STORY: Saudi Arabia and other OPEC+ states agreed to increase oil production Thursday to offset the loss of Russian oil, in hopes of easing surging oil prices and global inflation, and to smooth the way for an ice-breaking visit to Riyadh by U.S. President Joe Biden.
The move is seen as a sign of willingness by Saudi Arabia and other OPEC Gulf nations to pump more after months of pressure from the West to address global energy shortages worsened by Western sanctions on Russia.
OPEC+ said it agreed to boost output by 648,000 barrels per day in July - and a similar amount in August.

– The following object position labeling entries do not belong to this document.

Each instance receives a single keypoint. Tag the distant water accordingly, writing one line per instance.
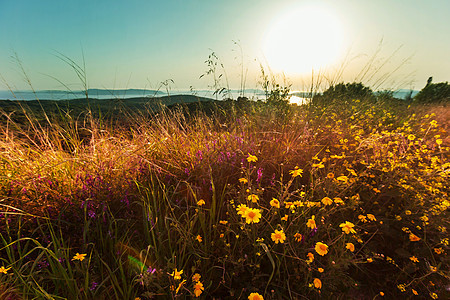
(121, 94)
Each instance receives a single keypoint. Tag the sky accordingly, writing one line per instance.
(386, 44)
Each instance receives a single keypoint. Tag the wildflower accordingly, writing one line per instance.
(243, 180)
(79, 257)
(347, 227)
(362, 218)
(298, 237)
(413, 237)
(176, 274)
(241, 209)
(338, 200)
(254, 198)
(275, 203)
(371, 217)
(198, 288)
(179, 286)
(255, 296)
(296, 172)
(439, 250)
(344, 179)
(319, 165)
(327, 201)
(252, 158)
(321, 248)
(401, 287)
(252, 215)
(311, 223)
(278, 236)
(350, 247)
(317, 283)
(414, 259)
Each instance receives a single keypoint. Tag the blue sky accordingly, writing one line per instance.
(138, 44)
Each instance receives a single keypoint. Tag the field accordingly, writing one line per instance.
(226, 200)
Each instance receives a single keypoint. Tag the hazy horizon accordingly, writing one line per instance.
(141, 44)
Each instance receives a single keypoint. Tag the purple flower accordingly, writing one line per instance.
(259, 173)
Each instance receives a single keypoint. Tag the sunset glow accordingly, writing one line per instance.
(303, 39)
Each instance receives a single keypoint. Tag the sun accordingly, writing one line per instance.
(302, 40)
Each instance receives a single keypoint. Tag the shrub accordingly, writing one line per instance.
(434, 92)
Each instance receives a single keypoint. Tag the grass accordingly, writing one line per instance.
(346, 200)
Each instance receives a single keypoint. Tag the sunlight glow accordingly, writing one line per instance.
(303, 39)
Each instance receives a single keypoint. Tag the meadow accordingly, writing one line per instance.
(227, 200)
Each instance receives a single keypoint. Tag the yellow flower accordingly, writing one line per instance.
(255, 296)
(243, 180)
(254, 198)
(241, 209)
(321, 248)
(311, 223)
(327, 201)
(347, 227)
(252, 158)
(278, 236)
(317, 283)
(176, 274)
(413, 237)
(414, 259)
(275, 203)
(252, 215)
(350, 247)
(296, 172)
(198, 288)
(79, 257)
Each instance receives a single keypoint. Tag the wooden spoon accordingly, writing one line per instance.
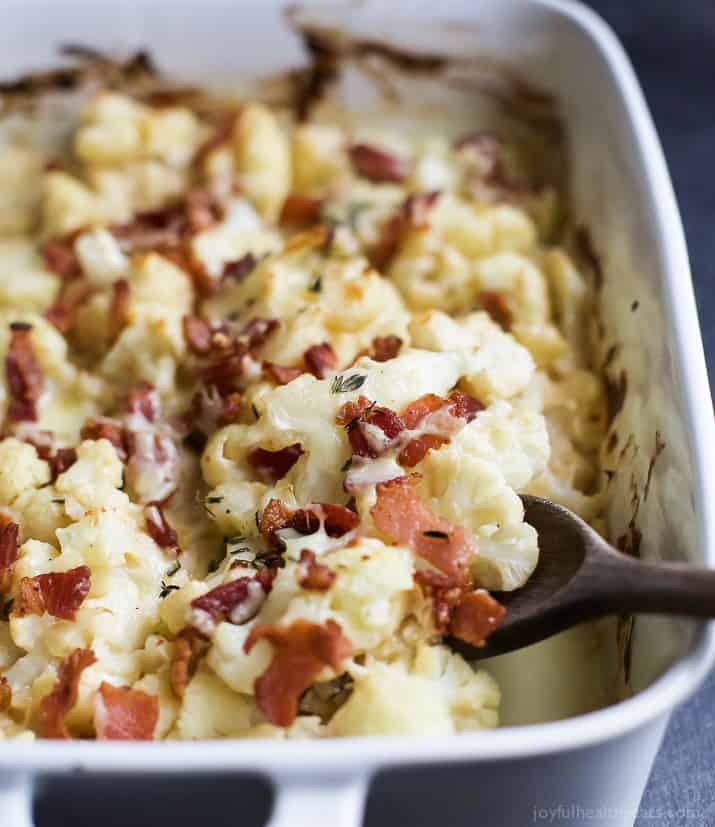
(581, 577)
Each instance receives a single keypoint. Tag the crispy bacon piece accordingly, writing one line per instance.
(9, 552)
(160, 530)
(281, 374)
(272, 466)
(495, 304)
(377, 164)
(300, 210)
(124, 714)
(55, 706)
(64, 311)
(384, 348)
(197, 334)
(5, 695)
(240, 268)
(60, 256)
(58, 593)
(189, 647)
(312, 574)
(413, 214)
(23, 375)
(102, 427)
(119, 308)
(237, 601)
(475, 617)
(300, 652)
(401, 515)
(321, 359)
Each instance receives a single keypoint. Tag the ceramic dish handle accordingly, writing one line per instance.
(16, 801)
(304, 802)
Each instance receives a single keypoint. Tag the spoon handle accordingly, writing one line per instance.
(624, 584)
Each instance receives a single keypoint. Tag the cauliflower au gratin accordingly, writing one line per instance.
(270, 392)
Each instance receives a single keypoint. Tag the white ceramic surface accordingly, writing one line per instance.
(622, 190)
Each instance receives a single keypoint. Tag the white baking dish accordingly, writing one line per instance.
(621, 189)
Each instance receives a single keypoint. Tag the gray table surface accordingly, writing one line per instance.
(672, 44)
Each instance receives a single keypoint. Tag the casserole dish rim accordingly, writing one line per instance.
(672, 687)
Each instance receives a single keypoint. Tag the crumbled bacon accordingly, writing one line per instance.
(55, 706)
(124, 714)
(197, 334)
(402, 516)
(237, 601)
(160, 530)
(5, 695)
(190, 645)
(23, 375)
(9, 552)
(300, 652)
(495, 304)
(377, 164)
(102, 427)
(238, 269)
(281, 374)
(321, 359)
(272, 466)
(60, 256)
(58, 593)
(475, 617)
(64, 311)
(384, 348)
(312, 574)
(413, 214)
(119, 308)
(300, 210)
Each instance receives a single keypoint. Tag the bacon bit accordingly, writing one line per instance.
(119, 309)
(300, 652)
(377, 164)
(384, 348)
(197, 334)
(280, 374)
(60, 256)
(160, 530)
(57, 593)
(23, 375)
(61, 460)
(301, 210)
(321, 359)
(495, 304)
(124, 714)
(143, 399)
(240, 268)
(413, 214)
(476, 616)
(404, 518)
(312, 574)
(102, 427)
(190, 645)
(64, 311)
(9, 552)
(272, 466)
(5, 695)
(55, 706)
(237, 601)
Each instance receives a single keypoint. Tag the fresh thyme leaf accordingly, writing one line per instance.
(167, 589)
(345, 384)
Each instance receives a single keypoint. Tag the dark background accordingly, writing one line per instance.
(672, 44)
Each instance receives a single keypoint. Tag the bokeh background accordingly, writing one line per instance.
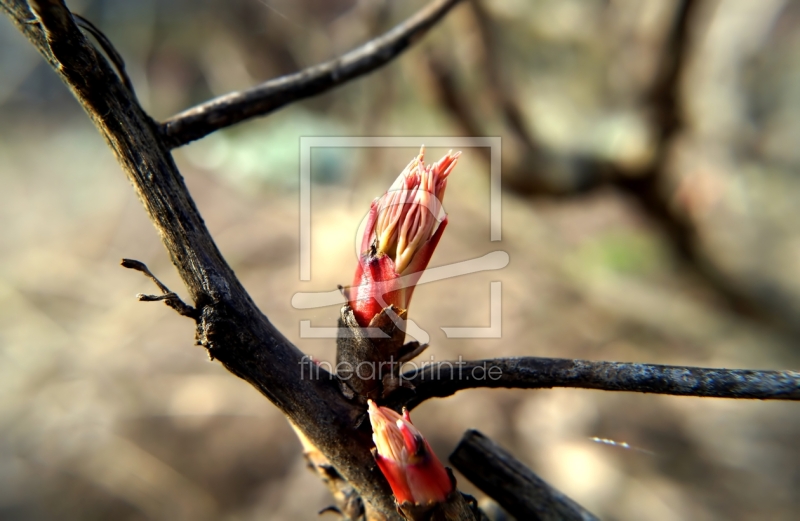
(108, 410)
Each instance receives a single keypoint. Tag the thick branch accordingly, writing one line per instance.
(228, 323)
(235, 107)
(447, 378)
(514, 486)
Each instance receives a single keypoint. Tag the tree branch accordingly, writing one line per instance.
(515, 487)
(447, 378)
(235, 107)
(228, 323)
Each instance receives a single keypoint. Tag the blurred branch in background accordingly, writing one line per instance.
(538, 172)
(261, 100)
(133, 387)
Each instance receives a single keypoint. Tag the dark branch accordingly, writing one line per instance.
(447, 378)
(229, 324)
(235, 107)
(514, 486)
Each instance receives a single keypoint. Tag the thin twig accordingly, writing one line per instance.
(235, 107)
(514, 486)
(170, 298)
(447, 378)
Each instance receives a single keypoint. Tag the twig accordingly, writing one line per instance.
(229, 324)
(170, 298)
(447, 378)
(514, 486)
(235, 107)
(108, 48)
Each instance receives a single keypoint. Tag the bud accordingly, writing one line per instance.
(403, 228)
(412, 469)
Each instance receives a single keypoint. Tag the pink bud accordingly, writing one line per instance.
(412, 469)
(403, 228)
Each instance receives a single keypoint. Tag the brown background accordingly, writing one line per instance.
(107, 410)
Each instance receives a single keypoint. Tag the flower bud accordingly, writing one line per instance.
(412, 469)
(403, 228)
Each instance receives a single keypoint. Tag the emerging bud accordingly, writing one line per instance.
(403, 228)
(414, 472)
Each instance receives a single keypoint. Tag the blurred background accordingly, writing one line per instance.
(650, 175)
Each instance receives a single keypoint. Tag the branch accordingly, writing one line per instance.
(514, 486)
(229, 324)
(235, 107)
(447, 378)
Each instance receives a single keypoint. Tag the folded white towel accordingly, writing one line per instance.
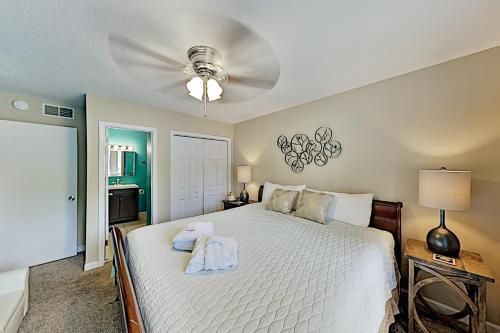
(186, 239)
(213, 253)
(220, 253)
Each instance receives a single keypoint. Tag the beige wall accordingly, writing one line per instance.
(446, 115)
(105, 109)
(34, 115)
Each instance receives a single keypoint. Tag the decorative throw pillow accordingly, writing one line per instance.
(354, 209)
(314, 206)
(282, 201)
(270, 187)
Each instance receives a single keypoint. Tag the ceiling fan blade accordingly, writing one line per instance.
(255, 82)
(119, 44)
(143, 64)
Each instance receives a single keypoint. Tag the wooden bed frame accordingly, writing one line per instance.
(386, 216)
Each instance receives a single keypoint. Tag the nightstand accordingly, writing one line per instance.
(470, 271)
(234, 204)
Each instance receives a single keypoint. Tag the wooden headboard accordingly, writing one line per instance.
(386, 215)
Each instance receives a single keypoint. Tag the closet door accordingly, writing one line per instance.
(38, 183)
(215, 174)
(186, 177)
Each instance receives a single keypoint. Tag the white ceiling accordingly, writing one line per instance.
(59, 49)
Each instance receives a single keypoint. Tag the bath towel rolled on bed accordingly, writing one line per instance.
(213, 253)
(186, 239)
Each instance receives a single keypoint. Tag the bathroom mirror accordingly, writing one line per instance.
(121, 163)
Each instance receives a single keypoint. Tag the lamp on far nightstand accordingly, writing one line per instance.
(244, 176)
(445, 190)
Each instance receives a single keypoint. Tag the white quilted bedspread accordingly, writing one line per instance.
(294, 276)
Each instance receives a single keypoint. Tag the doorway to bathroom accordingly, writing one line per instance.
(127, 180)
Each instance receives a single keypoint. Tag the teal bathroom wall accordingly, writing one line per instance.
(142, 177)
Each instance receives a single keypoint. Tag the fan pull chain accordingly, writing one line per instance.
(205, 93)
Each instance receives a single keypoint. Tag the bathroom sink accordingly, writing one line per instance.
(122, 186)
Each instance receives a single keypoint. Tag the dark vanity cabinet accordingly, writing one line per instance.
(123, 205)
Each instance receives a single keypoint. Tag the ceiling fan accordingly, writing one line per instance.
(237, 66)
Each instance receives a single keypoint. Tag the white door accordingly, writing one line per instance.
(38, 193)
(215, 174)
(187, 177)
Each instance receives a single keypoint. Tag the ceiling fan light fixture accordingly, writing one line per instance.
(195, 87)
(214, 90)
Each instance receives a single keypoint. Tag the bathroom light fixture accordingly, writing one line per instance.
(206, 75)
(120, 147)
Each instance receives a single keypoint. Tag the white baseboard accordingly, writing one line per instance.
(92, 265)
(490, 327)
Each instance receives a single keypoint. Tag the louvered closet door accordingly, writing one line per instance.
(215, 174)
(187, 177)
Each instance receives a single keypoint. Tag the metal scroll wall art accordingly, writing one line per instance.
(301, 151)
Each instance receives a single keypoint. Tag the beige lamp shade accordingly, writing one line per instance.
(444, 189)
(244, 174)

But oil rose on the news towards $117 a barrel as analysts said the real production boost will be insignificant, as most OPEC members - aside from Saudi Arabia and the United Arab Emirates - are already pumping at capacity. Earlier this year, oil came close to an all-time peak of $147 a barrel hit in 2008.
The Organization of the Petroleum Exporting Countries and other producing nations, includes Russia, whose output has fallen by about 1 million barrels per day following sanctions on Moscow over its invasion of Ukraine.
The news comes ahead of a critical visit to the Middle East for President Biden.
U.S. diplomats have worked for weeks organizing Biden's first visit to Riyadh after two years of strained relations due to disagreements over human rights, the war in Yemen and the 2018 killing of U.S. based Saudi journalist Jamal Khashoggi - a murder which U.S. intelligence has accused Saudi Crown Prince Mohammed bin Salman of approving - a charge the prince denies.
The White House said it welcomed Thursday's decision and recognized the role of Saudi Arabia in achieving OPEC+ consensus.